All of these titles are approachable and readable. Some contain a touch more business-speak than you might be used to, but don’t let that distract you—each is worth your time and attention.
Going for a Swim
If you want to incorporate active work with data into your current position or future opportunities, you’re going to need more than a few good books. Assess where you stand in relation to those three circles: domain knowledge, hacking skills, and mathematics and statistics. I’ll stick with my assertion that you probably have substantial expertise already, so how are your hacking skills? Did you get through algebra and calculus, and have you had some training in probability and statistics? If your answers are anything more than “I have no hacking skills” and “I never got past high school trigonometry,” then you’ve got a good chance at building some data chops.

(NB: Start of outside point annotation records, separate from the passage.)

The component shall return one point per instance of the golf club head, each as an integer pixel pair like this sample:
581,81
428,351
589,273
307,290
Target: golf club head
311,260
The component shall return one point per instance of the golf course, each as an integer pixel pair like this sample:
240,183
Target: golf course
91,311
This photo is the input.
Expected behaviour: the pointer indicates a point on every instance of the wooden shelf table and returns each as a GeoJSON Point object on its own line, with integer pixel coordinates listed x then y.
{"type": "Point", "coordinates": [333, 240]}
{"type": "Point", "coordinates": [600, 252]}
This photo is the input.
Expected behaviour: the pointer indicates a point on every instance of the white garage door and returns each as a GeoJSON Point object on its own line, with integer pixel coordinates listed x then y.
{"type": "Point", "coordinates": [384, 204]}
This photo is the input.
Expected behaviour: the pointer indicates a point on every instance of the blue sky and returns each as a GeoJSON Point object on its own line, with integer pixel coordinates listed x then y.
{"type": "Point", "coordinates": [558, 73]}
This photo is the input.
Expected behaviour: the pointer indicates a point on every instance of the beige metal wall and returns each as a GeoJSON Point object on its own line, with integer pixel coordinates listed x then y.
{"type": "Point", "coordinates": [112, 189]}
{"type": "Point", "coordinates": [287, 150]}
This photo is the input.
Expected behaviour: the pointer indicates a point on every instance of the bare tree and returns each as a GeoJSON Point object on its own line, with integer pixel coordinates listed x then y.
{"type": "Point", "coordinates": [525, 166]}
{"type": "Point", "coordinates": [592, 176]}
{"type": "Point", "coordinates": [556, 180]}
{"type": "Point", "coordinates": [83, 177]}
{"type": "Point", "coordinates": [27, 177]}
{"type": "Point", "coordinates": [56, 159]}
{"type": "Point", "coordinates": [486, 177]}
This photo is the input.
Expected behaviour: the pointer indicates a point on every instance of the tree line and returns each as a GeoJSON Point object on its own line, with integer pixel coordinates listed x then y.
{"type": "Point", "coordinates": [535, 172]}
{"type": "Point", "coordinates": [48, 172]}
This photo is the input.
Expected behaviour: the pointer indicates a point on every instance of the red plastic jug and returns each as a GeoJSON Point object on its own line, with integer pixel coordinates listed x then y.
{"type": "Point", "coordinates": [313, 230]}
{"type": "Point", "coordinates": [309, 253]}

The first bit of advice I’ll offer is to give yourself time. Unless you’re an experienced programmer trained in advanced mathematics, you’ll likely need at least a refresher. You might even require a little schooling and a year or two to build yourself up. Fortunately, there are accessible and affordable options at the ready.
Why will you need hacking skills? (If you don’t recognize the positive connotation of “hacking,” think of it constructively as “solving problems with code and whatever other tools are at the ready,” rather than anything illegal or wrong.) You’ll need hacking skills mostly to wrangle data. It’s axiomatic that “80% of data science is data wrangling.” Wrangling comprises extracting, transforming, mutating, folding, spindling, and otherwise mutilating data from one format into another, from one system into another, from multiple sources into one or vice versa, and countless variations on these themes.
All data is produced with some context, and it is rare to find that the questions you hope to answer and the decisions you need to make with data share that context 100%. Even when you get what looks like “a clean spreadsheet,” you’ll find impossible values, inconsistent value formats, strange formatting, and the like. For my money, the best tools to pick for data wrangling are the UNIX shell, Python or R, and SQL. If you already know at least one of these, you’re ahead of the game.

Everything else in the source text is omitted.